Le farfalle come simbolo che riporta alla mente Bertolucci (“perché le farfalle vanno sempre a due a due…”). Ma se nel poeta era “una vita che non torna” in te diventa “un cielo completamente vuoto”. Cosa sono queste farfalle e che significato realmente hanno?

Alessandro Canzian

 
 
 
 

Sono farfalle della mia infanzia (nel villaggio minerario nella Puglia del nord), di vario tipo. Dirò qui di quelle piccoline azzurre che lasciavano sulle dita una polvere dorata che se cercavi di mandarla via diventava nera, e non andava via. Nella poesia successiva, sempre nel mio libro nuovo “Prima di nascere”, dico che quella polverina era la loro vita. (Comunque Bertolucci sapeva poco di natura, in un’altra poesia si stupisce dei gabbiani a Roma che penso ci siano sempre stati, essendo la città a pochi chilometri dal mare).

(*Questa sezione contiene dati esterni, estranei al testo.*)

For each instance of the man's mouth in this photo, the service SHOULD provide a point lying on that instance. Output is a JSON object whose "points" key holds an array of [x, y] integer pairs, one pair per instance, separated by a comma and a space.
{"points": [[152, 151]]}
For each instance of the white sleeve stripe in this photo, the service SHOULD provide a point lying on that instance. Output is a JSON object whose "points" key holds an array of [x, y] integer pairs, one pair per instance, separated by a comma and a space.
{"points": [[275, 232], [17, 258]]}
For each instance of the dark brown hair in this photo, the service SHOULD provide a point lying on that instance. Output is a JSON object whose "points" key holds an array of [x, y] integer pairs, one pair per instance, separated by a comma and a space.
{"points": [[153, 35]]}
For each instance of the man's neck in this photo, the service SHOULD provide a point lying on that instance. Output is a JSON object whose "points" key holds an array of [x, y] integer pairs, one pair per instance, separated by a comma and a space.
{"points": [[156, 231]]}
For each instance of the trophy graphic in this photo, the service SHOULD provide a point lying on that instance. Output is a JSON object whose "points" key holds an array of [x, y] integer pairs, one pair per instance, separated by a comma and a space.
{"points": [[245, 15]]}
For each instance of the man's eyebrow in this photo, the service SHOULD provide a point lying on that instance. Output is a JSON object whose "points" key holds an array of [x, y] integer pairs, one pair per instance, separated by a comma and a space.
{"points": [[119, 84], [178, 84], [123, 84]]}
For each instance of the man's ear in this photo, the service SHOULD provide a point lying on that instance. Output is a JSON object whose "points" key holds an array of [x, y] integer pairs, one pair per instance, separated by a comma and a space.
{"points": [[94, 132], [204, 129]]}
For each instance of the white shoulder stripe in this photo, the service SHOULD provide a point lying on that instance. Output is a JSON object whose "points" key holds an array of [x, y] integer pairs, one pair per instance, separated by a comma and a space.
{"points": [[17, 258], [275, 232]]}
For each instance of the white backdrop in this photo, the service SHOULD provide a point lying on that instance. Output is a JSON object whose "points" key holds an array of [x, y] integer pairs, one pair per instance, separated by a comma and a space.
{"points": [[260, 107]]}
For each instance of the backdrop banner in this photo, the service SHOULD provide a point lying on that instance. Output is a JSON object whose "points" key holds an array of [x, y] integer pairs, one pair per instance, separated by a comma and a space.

Comunque in questa poesia è un ritrovarci con tutte loro nel cielo, sono esseri cosmici che sembrano migrare verso un luogo misterioso, come se loro sapessero qualcosa che io non so, o si orientassero meglio di me. E in qui c’è un po’ il tema pascoliano della natura sapiente, che trovo attualissimo.